Francoise Gilot, a prolific and acclaimed painter who produced art for more than half a century, but was nonetheless more famous for her turbulent relationship with Pablo Picasso — and for leaving him — died on Tuesday in New York City, where she had lived for decades.
She was 101.
Gilot’s daughter Aurelia Engel told reporters that her mother had died at Mount Sinai West hospital after lung and heart problems.
Photo: AFP
“She was an extremely talented artist, and we will be working on her legacy and the incredible paintings and works she is leaving us with,” Engel said.
The French-born Gilot had long made her frustration clear that despite acclaim for her art, which she produced from her teenage years until five years ago, she would still be best known for her relationship with the older and more famous Picasso, whom she met in 1943 at age 21, his junior by four decades.
The union produced two children — Claude and Paloma Picasso.
Photo: AFP
However, unlike the other key women in Picasso’s life — wives or paramours — Gilot eventually walked out.
“He never saw it coming,” Engel said of her mother’s departure. “She was there because she loved him and because she really believed in that incredible passion of art which they both shared, [but] she came as a free, though very, very young, but very independent person.”
Gilot herself told the Guardian in 2016 that “I was not a prisoner” in the relationship.

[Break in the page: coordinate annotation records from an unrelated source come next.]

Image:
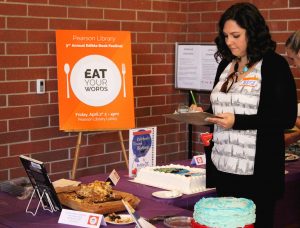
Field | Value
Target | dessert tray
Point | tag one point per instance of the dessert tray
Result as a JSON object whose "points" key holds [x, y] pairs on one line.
{"points": [[97, 197], [167, 194], [291, 157], [195, 118]]}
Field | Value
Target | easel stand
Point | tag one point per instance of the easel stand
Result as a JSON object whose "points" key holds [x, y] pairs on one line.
{"points": [[45, 207], [75, 162]]}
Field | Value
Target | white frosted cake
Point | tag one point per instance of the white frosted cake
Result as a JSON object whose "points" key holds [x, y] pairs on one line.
{"points": [[179, 178]]}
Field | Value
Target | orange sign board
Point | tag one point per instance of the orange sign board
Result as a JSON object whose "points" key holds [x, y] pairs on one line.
{"points": [[95, 88]]}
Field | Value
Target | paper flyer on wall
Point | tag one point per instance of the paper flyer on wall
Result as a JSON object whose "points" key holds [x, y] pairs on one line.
{"points": [[95, 85], [142, 148]]}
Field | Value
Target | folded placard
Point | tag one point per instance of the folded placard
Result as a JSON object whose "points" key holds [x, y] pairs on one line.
{"points": [[195, 118]]}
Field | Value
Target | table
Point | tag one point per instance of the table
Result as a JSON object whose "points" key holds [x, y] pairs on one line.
{"points": [[12, 213], [12, 210]]}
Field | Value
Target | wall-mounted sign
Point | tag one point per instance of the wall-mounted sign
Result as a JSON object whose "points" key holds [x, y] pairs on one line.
{"points": [[195, 66], [95, 88]]}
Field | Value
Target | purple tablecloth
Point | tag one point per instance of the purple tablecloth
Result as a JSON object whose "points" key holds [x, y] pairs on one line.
{"points": [[12, 210], [12, 213]]}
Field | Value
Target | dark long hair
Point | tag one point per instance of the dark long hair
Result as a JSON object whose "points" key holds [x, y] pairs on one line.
{"points": [[248, 17]]}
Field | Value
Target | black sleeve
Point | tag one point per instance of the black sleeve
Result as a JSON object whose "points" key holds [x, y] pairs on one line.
{"points": [[278, 99]]}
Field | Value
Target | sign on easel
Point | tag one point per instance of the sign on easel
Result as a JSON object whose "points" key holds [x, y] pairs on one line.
{"points": [[95, 88]]}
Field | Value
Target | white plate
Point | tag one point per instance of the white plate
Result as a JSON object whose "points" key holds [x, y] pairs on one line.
{"points": [[167, 194], [291, 157], [125, 220]]}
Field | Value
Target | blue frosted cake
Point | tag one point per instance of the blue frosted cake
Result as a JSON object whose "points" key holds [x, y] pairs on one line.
{"points": [[224, 212]]}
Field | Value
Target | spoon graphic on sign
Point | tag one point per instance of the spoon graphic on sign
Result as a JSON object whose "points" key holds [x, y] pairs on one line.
{"points": [[67, 71]]}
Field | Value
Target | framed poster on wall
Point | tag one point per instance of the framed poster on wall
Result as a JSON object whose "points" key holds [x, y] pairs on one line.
{"points": [[95, 87], [195, 66]]}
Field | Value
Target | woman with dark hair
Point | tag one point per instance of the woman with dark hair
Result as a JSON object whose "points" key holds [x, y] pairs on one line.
{"points": [[292, 46], [255, 94]]}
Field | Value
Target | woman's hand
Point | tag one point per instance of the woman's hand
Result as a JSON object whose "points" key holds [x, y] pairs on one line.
{"points": [[226, 121], [194, 108]]}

“I’d been there of my own will and I left of my own will,” she said, then 94. “That’s what I told him once, before I left. I said: ‘Watch out, because I came when I wanted to, but I will leave when I want.’ He said: ‘Nobody leaves a man like me.’ I said: ‘We’ll see.’”
Born on Nov. 26, 1921, in leafy Neuilly-sur-Seine in suburban Paris, Gilot was an only child.
“She knew at the age of five that she wanted to be a painter,” Engel said.
In accordance with her parents’ wishes, she studied law while maintaining art as her true passion. She first exhibited her paintings in 1943.
That was the year she met Picasso when she and a friend visited a restaurant on the Left Bank, amid a gathering that included his then-companion, Dora Maar.
“I was 21 and I felt that painting was already my whole life,” she wrote in Life With Picasso.
When Picasso asked Gilot and her friend what they did, the friend responded that they were painters, to which Picasso responded, Gilot wrote: “That’s the funniest thing I’ve heard all day. Girls who look like that can’t be painters.”
The two were invited to visit Picasso in his studio and the relationship soon began.
Not long after leaving Picasso in 1953, Gilot reunited with a former friend, artist Luc Simon, and married him in 1955. They had a daughter — Engel — and divorced in 1962. In 1970, Gilot married Jonas Salk, an American virologist and researcher famed for his work with the polio vaccine, and began living between California and Paris, and later New York.
When he died in 1995, Gilot moved full-time to New York.
In 2021 her Paloma a la Guitare (1965) sold for US$1.3 million at a Sotheby’s auction.
Engel said that although the relationship with Picasso was clearly a difficult one, it gave her mother a certain freedom from her parents and the constraints of a bourgeois life — and perhaps enabled her to pursue her true dream of being a professional painter, a passion she shared with Picasso above all else.
“They both believed that art was the only thing in life worth doing,” she said. “And she was able to be her true self, even though it was not an easy life with him, but still she was able to be her true self.”